Each of the five applicants were given 15 minutes to talk about their vision for the show going into the future. "We are really looking for someone who can continue the tradition and culture of this show but also modernize it with new technology and education," Shutske said.

Shutske talked about the general manager selection process during a break in a multi-county informational meeting held in Plover Dec. 7 for all county committee volunteers for each of the upcoming shows.

"It is a beloved show and we want it to grow. It is the draw for the state of Wisconsin," said Shutske. "We also know there is a lot of local economic development."

It's no small task, he said, to get 1,500 volunteers to work together on a project of this size and each year it's a different group of people as the show moves from county to county.

He hinted that the subject of finding a permanent home for the show is still an open discussion on the FTD board.

"At the same time we know industry is taking a big risk. If it rains two days it doesn't help them."

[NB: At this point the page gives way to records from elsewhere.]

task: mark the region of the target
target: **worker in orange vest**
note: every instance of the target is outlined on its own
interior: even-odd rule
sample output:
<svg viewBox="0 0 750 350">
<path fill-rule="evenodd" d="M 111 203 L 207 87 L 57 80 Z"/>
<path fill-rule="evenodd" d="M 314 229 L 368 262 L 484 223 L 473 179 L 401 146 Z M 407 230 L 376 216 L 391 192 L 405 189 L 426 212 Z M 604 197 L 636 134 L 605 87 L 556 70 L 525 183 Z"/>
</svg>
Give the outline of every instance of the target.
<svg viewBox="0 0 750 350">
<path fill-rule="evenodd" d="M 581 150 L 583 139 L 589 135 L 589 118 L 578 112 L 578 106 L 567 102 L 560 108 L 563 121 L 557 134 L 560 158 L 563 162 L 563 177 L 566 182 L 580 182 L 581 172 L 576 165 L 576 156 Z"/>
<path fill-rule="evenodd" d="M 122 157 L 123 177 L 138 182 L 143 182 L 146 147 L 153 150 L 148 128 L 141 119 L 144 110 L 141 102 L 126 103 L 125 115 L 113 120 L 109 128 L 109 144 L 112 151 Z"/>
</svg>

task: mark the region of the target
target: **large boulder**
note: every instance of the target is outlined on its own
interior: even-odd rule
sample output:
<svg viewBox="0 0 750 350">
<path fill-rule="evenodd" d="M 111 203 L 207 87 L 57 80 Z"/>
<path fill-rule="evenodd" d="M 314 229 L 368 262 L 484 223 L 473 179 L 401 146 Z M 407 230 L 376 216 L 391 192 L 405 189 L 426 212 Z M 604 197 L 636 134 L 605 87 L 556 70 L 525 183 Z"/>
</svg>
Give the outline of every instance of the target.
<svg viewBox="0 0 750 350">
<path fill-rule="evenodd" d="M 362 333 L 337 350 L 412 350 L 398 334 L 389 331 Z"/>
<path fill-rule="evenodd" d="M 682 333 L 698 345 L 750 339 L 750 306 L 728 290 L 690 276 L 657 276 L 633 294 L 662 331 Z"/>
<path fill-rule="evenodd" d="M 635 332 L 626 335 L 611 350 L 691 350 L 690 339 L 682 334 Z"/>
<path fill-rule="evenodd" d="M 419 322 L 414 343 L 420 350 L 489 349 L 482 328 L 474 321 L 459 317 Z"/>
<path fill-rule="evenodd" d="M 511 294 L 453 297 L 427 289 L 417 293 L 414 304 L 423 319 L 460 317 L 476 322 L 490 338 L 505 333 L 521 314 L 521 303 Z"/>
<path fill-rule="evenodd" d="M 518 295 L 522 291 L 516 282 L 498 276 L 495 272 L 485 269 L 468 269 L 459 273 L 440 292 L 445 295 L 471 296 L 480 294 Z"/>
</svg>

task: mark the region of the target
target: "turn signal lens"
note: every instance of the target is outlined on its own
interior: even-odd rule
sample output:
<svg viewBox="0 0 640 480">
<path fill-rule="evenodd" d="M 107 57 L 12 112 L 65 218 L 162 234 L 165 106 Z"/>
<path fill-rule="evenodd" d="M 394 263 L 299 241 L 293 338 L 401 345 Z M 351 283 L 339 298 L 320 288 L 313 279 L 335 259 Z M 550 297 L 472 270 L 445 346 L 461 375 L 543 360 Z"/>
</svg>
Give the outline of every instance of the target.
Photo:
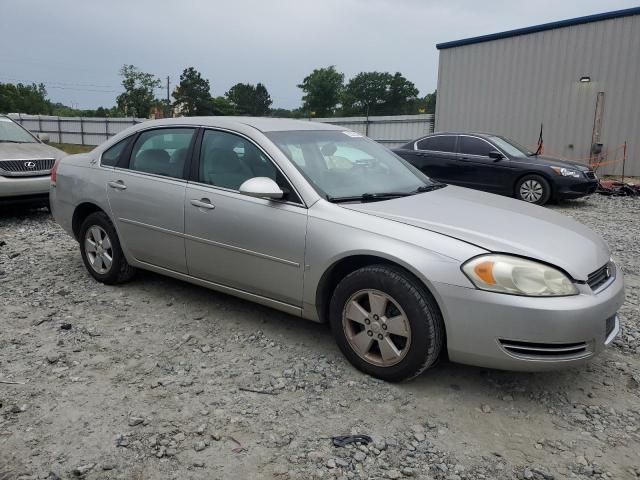
<svg viewBox="0 0 640 480">
<path fill-rule="evenodd" d="M 484 283 L 495 285 L 496 279 L 493 278 L 493 265 L 493 262 L 482 262 L 473 267 L 473 271 Z"/>
<path fill-rule="evenodd" d="M 560 270 L 510 255 L 482 255 L 465 263 L 462 271 L 480 290 L 530 297 L 578 294 L 571 279 Z"/>
</svg>

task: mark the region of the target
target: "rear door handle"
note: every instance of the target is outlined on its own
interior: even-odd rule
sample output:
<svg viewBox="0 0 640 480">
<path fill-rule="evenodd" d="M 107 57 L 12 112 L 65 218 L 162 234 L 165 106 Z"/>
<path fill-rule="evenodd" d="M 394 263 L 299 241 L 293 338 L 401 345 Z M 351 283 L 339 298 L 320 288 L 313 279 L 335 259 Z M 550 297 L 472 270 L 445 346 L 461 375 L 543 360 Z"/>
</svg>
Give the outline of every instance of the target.
<svg viewBox="0 0 640 480">
<path fill-rule="evenodd" d="M 117 182 L 109 182 L 109 186 L 111 188 L 115 188 L 116 190 L 126 190 L 127 186 L 124 184 L 122 180 L 118 180 Z"/>
<path fill-rule="evenodd" d="M 216 208 L 216 206 L 211 203 L 211 200 L 209 200 L 208 198 L 201 198 L 199 200 L 197 198 L 193 198 L 191 199 L 191 205 L 198 208 L 206 208 L 208 210 L 213 210 L 214 208 Z"/>
</svg>

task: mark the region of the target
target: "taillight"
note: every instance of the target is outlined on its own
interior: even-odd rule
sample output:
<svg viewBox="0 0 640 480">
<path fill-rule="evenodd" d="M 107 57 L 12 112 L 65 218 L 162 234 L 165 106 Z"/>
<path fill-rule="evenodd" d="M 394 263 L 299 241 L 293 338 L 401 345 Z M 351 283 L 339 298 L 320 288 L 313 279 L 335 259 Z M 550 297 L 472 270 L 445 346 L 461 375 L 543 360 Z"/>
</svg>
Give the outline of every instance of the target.
<svg viewBox="0 0 640 480">
<path fill-rule="evenodd" d="M 58 165 L 60 165 L 60 160 L 62 157 L 58 157 L 53 164 L 53 168 L 51 169 L 51 185 L 56 186 L 56 180 L 58 179 Z"/>
</svg>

Even though Wisconsin experienced its worst drought in 25 years, the FTD show near New London in Outagamie County was plagued with bad weather that kept people off the grounds two of the three days last summer.

Exhibitors are the ones who continue to drive the discussion on creating a permanent site for the show where bad weather wouldn't cripple the show because there would be facility improvements like paving and drainage.

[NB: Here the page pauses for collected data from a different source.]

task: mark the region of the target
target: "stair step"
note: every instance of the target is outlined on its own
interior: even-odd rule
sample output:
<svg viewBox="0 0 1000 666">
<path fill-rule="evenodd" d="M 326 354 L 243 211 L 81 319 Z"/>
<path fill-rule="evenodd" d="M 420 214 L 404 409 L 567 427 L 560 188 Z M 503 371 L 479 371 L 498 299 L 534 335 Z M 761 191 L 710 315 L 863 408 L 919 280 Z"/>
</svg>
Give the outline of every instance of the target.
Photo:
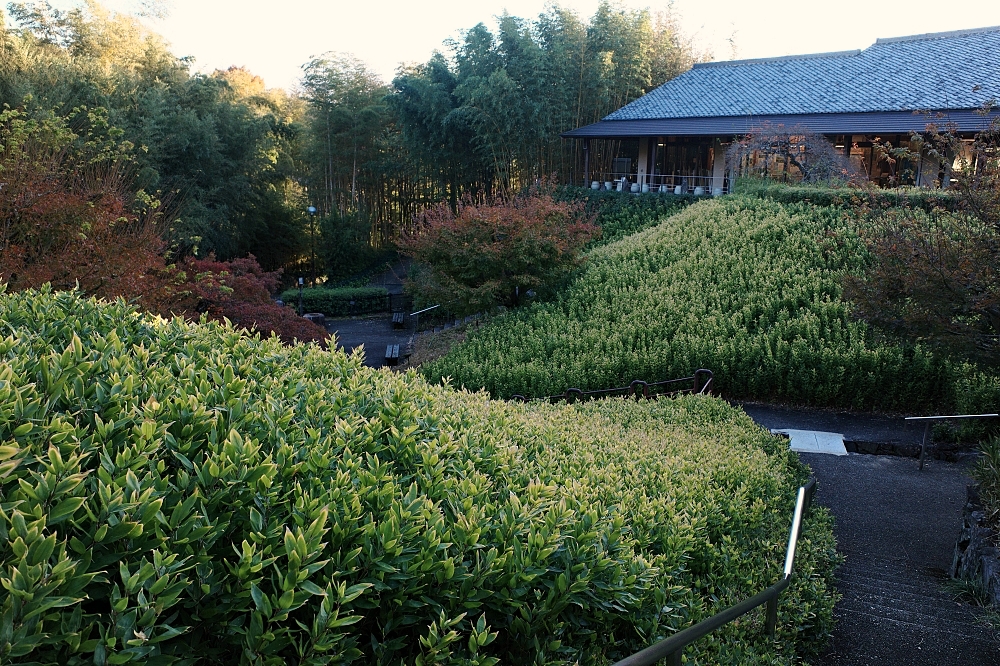
<svg viewBox="0 0 1000 666">
<path fill-rule="evenodd" d="M 943 571 L 849 558 L 836 579 L 843 595 L 834 609 L 838 617 L 896 623 L 977 641 L 994 640 L 976 624 L 972 607 L 956 601 L 942 588 L 947 580 Z"/>
<path fill-rule="evenodd" d="M 936 604 L 905 603 L 897 599 L 865 595 L 844 597 L 838 604 L 842 613 L 859 611 L 912 624 L 942 628 L 945 625 L 961 630 L 974 625 L 976 618 L 966 608 Z"/>
<path fill-rule="evenodd" d="M 939 617 L 942 619 L 951 618 L 955 622 L 967 622 L 972 618 L 970 607 L 952 600 L 928 600 L 919 597 L 881 594 L 871 591 L 847 591 L 844 593 L 844 601 L 847 603 L 860 603 L 870 606 L 885 606 L 891 609 L 912 611 L 921 615 Z"/>
<path fill-rule="evenodd" d="M 858 573 L 838 573 L 837 585 L 845 593 L 848 590 L 858 590 L 859 592 L 897 595 L 901 599 L 920 599 L 933 603 L 954 601 L 954 597 L 942 589 L 941 583 L 934 579 L 911 582 L 893 578 L 869 577 Z"/>
<path fill-rule="evenodd" d="M 926 588 L 928 583 L 937 583 L 940 587 L 940 583 L 948 580 L 948 575 L 944 571 L 901 565 L 886 566 L 850 560 L 837 570 L 837 577 L 893 581 L 901 585 L 912 585 L 920 588 Z"/>
<path fill-rule="evenodd" d="M 958 637 L 970 641 L 981 641 L 987 643 L 995 642 L 994 637 L 985 628 L 980 628 L 978 625 L 973 624 L 971 619 L 968 624 L 958 626 L 955 626 L 952 623 L 939 624 L 932 622 L 927 624 L 924 622 L 913 622 L 912 620 L 908 620 L 903 617 L 886 617 L 880 613 L 866 611 L 863 608 L 841 609 L 841 604 L 837 604 L 837 609 L 834 611 L 834 615 L 839 617 L 850 615 L 853 618 L 866 618 L 873 624 L 884 626 L 888 623 L 901 628 L 919 630 L 922 634 L 938 634 L 943 638 Z"/>
</svg>

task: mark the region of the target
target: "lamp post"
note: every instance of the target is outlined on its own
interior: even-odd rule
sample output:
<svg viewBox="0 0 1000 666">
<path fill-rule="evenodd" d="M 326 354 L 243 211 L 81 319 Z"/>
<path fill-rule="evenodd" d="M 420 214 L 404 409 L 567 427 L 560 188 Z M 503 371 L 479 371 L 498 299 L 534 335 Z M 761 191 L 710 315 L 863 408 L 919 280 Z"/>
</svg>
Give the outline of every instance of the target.
<svg viewBox="0 0 1000 666">
<path fill-rule="evenodd" d="M 302 316 L 302 283 L 305 280 L 299 278 L 299 316 Z"/>
<path fill-rule="evenodd" d="M 309 213 L 309 253 L 311 255 L 311 260 L 309 262 L 310 270 L 312 271 L 312 282 L 313 287 L 316 286 L 316 206 L 309 206 L 306 208 L 306 212 Z"/>
</svg>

Shutske said management is still trying to sort that out. "We know there are strong community connections made through moving the show every year, but the exhibitors really are the cash vendors."

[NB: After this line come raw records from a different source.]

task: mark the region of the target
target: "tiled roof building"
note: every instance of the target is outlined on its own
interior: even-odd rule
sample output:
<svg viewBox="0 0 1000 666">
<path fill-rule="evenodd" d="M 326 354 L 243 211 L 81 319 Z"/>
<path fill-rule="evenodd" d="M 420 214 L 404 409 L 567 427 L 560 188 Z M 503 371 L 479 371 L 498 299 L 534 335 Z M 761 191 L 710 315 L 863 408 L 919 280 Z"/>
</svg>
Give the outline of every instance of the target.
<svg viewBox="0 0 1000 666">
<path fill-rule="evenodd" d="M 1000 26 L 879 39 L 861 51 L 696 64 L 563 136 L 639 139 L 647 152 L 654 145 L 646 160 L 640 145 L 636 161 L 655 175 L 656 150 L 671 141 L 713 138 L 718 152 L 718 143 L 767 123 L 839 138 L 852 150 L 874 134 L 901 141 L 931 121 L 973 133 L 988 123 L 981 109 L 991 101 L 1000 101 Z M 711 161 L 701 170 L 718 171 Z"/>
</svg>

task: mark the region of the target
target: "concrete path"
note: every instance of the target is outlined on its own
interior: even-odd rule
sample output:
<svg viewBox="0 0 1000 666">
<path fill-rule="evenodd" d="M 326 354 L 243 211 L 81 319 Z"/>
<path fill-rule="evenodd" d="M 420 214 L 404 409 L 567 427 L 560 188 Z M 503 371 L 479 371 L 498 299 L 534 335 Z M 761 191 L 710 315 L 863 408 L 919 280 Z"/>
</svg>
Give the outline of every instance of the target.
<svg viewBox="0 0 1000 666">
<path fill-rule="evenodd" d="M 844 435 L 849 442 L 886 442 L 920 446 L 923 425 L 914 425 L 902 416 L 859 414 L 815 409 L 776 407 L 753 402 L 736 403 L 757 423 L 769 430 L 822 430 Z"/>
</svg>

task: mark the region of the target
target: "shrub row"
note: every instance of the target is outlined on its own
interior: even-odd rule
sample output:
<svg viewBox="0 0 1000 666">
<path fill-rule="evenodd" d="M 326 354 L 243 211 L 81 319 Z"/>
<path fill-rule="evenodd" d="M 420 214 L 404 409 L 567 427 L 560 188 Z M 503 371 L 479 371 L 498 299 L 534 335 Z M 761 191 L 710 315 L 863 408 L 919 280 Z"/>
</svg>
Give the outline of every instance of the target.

Each show is run by a local group of volunteers, including a county executive board and the county UW-Extension agent who acts as executive secretary. But Farm Technology Days, Inc. is the entity that manages all the upcoming shows and provides guidance to each county.

The state board, said Shutske, ensures the continuity and quality of the show from year to year. That board includes people who represent machinery companies who exhibit at the show as well as former host farms and everything in between.

There are 12 voting members on the board as well as a number of non-voting members who represent the federal farm agencies. An executive board of four members helps steer the course of the organization.

The new general manager will begin part-time in January and shadow Schuler up through the 2013 show in Barron County and will attend most of the county meetings. That person, says Shutske, will also develop templates for how things need to be done for future shows by picking Schuler's brain.

"There is a lot of information that's stored in the general manager's head."

The new general manager will also spend a lot of time talking with past and future host counties about what could or should be done with the show.

After the 2013 show, the new general manager will take over full-time from Schuler. The announcement is expected soon on who will get the job.

"We recognize 2013 as a very important transition year."